Kyzir White has shown some flashes but the coaching staff hasn’t given him some of the opportunities many thought he would have. Nick Vigil comes over from Cincinnati where he had over 100 tackles last year for the Bengals and provides solid depth in case of injuries. Malik Jefferson was selected in the third round of the 2018 draft by Cincinnati but couldn’t make their horrendous linebacker room last year. Jefferson will likely be cut this year by the Chargers as the team has added Vigil and Murray and retains the trio of Perryman, Tranquill, and White.
Secondary – 86.5 3rd (26% Defense, 17% Overall)

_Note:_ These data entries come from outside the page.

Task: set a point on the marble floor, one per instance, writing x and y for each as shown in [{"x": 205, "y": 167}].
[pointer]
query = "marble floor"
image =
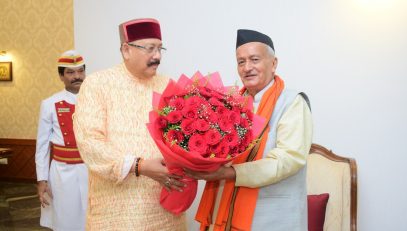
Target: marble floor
[{"x": 19, "y": 207}]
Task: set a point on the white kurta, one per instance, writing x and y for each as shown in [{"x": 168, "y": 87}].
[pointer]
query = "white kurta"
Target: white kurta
[{"x": 69, "y": 182}]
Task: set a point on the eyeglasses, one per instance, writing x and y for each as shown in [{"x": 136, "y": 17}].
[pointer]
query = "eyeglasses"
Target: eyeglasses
[{"x": 150, "y": 49}]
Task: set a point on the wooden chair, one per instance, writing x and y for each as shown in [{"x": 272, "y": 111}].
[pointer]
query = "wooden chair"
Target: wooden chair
[{"x": 336, "y": 175}]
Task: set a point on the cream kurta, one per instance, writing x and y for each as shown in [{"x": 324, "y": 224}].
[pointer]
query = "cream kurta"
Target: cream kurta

The secondary is the best part of this roster. The trio of Casey Hayward, Desmond King, and newly signed, Chris Harris is a tremendous trio that brings a ton of starting experience and production. Even behind those three, the Chargers have a ton of depth. Michael Davis and Brandon Facyson are more than reliable as the fourth and fifth options at the position. Derwin James is perhaps the best safety in the league today. James is your do it all safety who can also play some box linebacker and rush the passer when needed.
Opposite of him will be Rayshawn Jenkins who had three interceptions last year. The Chargers tend to play a lot of three safety sets on defense. Nasir Adderley needs to take a major step forward after an abysmal rookie year which saw him only be on the field for ten snaps due to a hamstring injury. Adderley has a ton of tools to be one of the best safeties in the league but might have to fight for snaps with the addition of Alohi Gilman. Gilman has been compared to former Charger, Adrian Phillips, and could play that role, as well as a ton of special teams in his rookie year.
Coach and Culture – 80.5, T-16th (19% Offense, 28% Defense, 15% Overall)
The losses of Rivers, Gordon, and Okung on the offensive side of the ball is certainly painful. Instead of being a pass-oriented team, the Chargers will now turn to a play-action, run-oriented style team with Taylor at the helm for at least the first few weeks. Telesco made the offensive line a priority and upgraded two positions on the offensive line during the offseason. Due to some long-time players not being retained, the Chargers rank 22nd in offensive coach and culture.
While the Chargers welcome a few new starters on defense, the core of their superstars remain in Bosa, Hayward, Ingram, and James. The Chargers defense might now have to carry them to the playoffs if need be. Los Angeles has a ton of experience in the secondary and that along with Gus Bradley’s experience leads them to rank 15th in defensive coach and culture.
The Chargers are in quite the predicament. They have a quarterback controversy but also a roster that is ready to win now. Besides a hole at right tackle and the depth on the interior of the defensive line, Los Angeles doesn’t have many needs to address. They could potentially make the playoffs if Taylor plays well, but could also be in the cellar of the AFC West if Taylor plays poorly and Herbert is thrown to the wolves earlier than expected.